Grace Marie Turner of the Galen Institute, which advocates against Obamacare — as the nationalization of health care under the Patient Protection and Affordable Care Act is commonly called — called QALY “a specific tool used in Europe to determine how much your life is worth to the government and put a dollar-amount value on your life.”
“What we see in Europe is that people have to be able to command international media attention [to obtain otherwise denied medical treatments], but an ordinary person won’t be able to do that,” said Turner.
If the Supreme Court does not overturn Obamacare and Congress allows the system to remain in place, boards will determine what medical procedures Americans will be able to receive. The Obama administration will be in charge of setting up these boards.
“I am very concerned about a health-care system administered by an administration that has attitudes towards human life that this administration has,” said Brugger. The medical boards are likely to be such that Amherst College political scientist and Catholic convert Hadley Arkes predicts these life-or-death decisions will be made by “utilitarians winging it.”

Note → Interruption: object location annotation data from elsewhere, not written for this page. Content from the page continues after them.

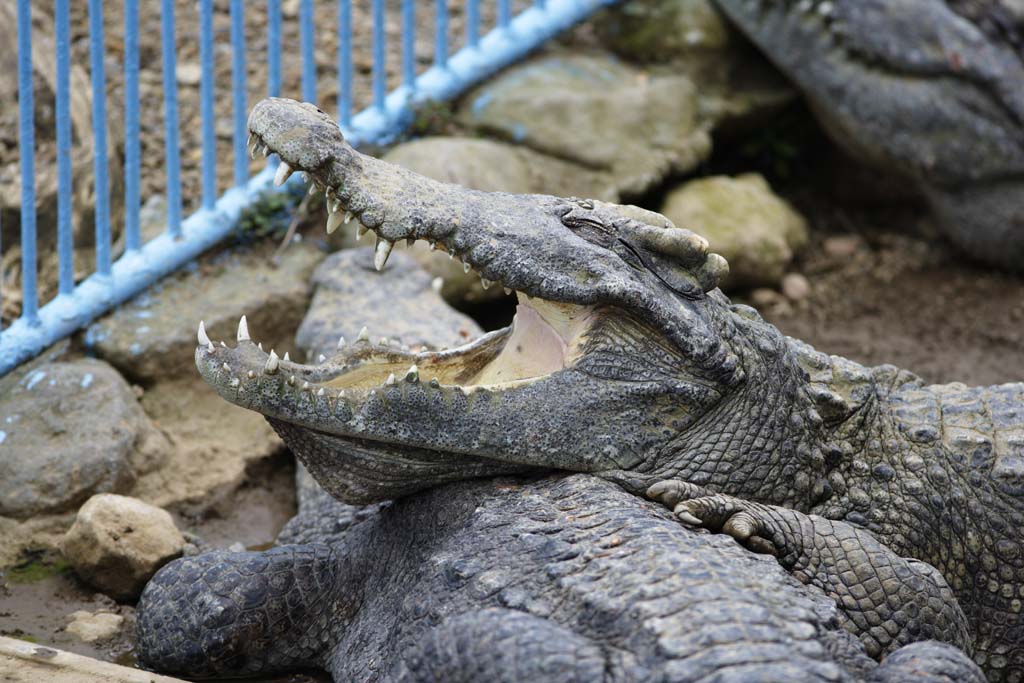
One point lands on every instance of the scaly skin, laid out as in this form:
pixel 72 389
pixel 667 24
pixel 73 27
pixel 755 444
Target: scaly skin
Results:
pixel 657 378
pixel 929 88
pixel 558 580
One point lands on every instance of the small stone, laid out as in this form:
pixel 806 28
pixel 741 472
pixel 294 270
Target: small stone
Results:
pixel 843 246
pixel 91 628
pixel 188 73
pixel 796 287
pixel 118 543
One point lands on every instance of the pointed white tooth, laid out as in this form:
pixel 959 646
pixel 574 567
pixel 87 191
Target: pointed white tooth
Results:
pixel 271 364
pixel 243 334
pixel 204 339
pixel 381 253
pixel 284 171
pixel 333 221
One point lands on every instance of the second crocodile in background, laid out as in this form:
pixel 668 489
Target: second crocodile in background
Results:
pixel 626 360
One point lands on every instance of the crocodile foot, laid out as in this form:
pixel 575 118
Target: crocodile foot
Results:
pixel 886 600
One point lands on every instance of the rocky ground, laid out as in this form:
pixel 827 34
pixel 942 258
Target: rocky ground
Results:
pixel 686 120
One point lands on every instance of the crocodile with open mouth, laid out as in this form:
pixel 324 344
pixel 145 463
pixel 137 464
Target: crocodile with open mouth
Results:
pixel 624 360
pixel 550 579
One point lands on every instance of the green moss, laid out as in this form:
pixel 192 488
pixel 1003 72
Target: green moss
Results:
pixel 269 215
pixel 36 569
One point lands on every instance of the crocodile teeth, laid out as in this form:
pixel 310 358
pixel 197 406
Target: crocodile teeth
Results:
pixel 333 221
pixel 271 364
pixel 381 253
pixel 413 374
pixel 284 171
pixel 204 339
pixel 243 334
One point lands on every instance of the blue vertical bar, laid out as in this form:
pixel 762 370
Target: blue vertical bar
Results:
pixel 66 278
pixel 472 23
pixel 345 62
pixel 273 48
pixel 409 43
pixel 239 92
pixel 380 73
pixel 27 147
pixel 440 34
pixel 306 45
pixel 132 241
pixel 99 167
pixel 206 102
pixel 171 152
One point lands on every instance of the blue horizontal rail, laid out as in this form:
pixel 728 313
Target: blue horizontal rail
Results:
pixel 141 264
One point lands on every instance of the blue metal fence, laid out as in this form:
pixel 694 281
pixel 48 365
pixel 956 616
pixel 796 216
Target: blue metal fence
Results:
pixel 112 283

What medical professionals believe is also important. “Studies have shown that the religious beliefs of physicians, nurses and other health-care workers influence how they approach care of their patients,” said Edward Furton, ethicist and director of publications at the National Catholic Bioethics Center.
“Studies have also shown that health-care workers who are secularized are equally influenced by their own non-religious outlook,” he continued. “The more medicine separates the patient from the idea of our equal creation before God, the more we can expect the utilitarian view of the human person to go unchecked.”
On a more optimistic note, Robert George often puts forward an example of how unfettered utilitarianism would work: If, George posited in a talk on natural law and utilitarianism, a gifted person who is likely to make contributions to society is in need of a liver transplant but has a rare blood type, why would it be wrong to simply remove the liver from a person who is a match but is mentally disabled?
George noted the listeners’ instinctive recoil from this hypothetical proposition, suggesting that utilitarianism has not won yet.
“There is currently a struggle within medicine pitting the Hippocratic ethic against a utilitarian ethic,” George said. “Much depends on which side prevails.”
As for Amelia Rivera, there are reports that her family and the hospital are still in conversation about her treatment, and it is not yet clear what the outcome will be.
Register correspondent Charlotte Hays writes from Washington.